A note on Size Markers

The BSON Specification specifies "size" fields in several places. The node extraction algorithm can make use of those indicators in order to significantly speed up the search when it needs to skip over document entries. However, some serializers do not write proper size values into those fields (in order to make the serialization process faster). You can specify with a boolean whether or not Hornox should trust the size fields in the BSON, or if it should ignore them and take the "safe route" through the binary document (at the cost of performance):

// by default, Hornox will not trust the size markers.
val city = BsonDeserializer.extractBsonNode(byteArray, path, trustSizeMarkers = false)
// if you are sure that your binary BSON contains valid size markers, 
// Hornox can use them for enhanced extraction performance.
val city2 = BsonDeserializer.extractBsonNode(byteArray, path, trustSizeMarkers = true)

If a size marker contains a negative value, Hornox will always ignore it. The size markers of Binary Data Nodes always need to be accurate, because there is no other delimiter.

When serializing a document, Hornox offers three options when it comes to size markers:

  • USE_MINUS_1: Always write -1 in all size fields, effectively invalidating them. This is the faster to write than recomputing the accurate sizes, but slower to scan through later.
  • TRUST_DOCUMENT: Trust the length field which is present in the DocumentNode or ArrayNode, and write its contents into the byte array. This is generally not recommended, as the length field is not automatically updated when the content of the document or array changes. However, it can be used to quickly serialize a document with known size fields.
  • RECOMPUTE: Recompute all sizes prior to serialization. This is the default. Please note that this also changes the length fields of the DocumentNodes and ArrayNodes as a side-effect.
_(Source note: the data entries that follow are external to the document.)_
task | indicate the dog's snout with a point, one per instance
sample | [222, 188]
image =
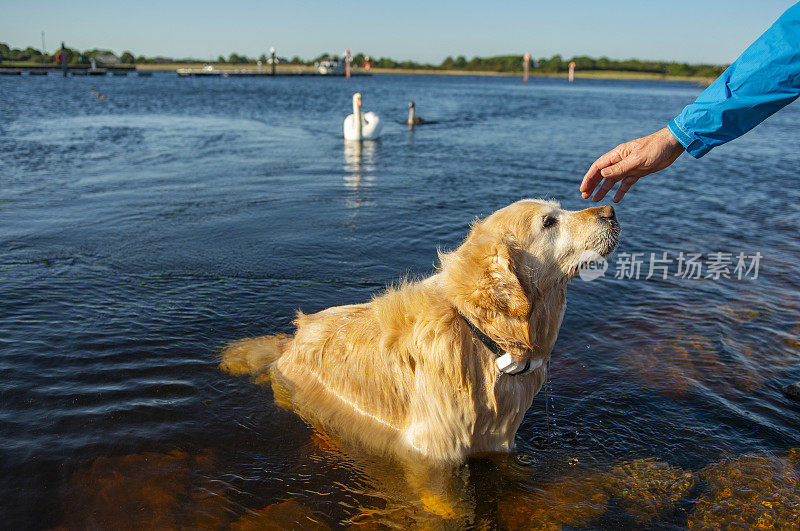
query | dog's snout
[607, 212]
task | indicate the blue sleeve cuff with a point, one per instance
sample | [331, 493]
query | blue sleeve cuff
[694, 147]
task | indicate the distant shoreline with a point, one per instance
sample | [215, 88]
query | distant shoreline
[586, 74]
[289, 68]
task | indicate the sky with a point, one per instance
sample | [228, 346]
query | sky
[699, 31]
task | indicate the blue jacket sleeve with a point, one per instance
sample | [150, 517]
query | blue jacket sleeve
[764, 79]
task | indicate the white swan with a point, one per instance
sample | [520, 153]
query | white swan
[359, 126]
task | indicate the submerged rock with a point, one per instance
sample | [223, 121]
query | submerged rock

Bring your own DOM classes

Since version 1.1, Hornox supports parsing / serializing custom DOM tree nodes. Your classes do not need to implement any particular interfaces for this to work; all you have to do is to provide a valid implementation of the BsonDomModule<T> interface, and pass this module to the BsonSerializer or BsonDeserializer method of your choice. Of course, you can still use the DOM nodes that come with Hornox itself. For a reference implementation of the interface, please have a look at HornoxDomModule.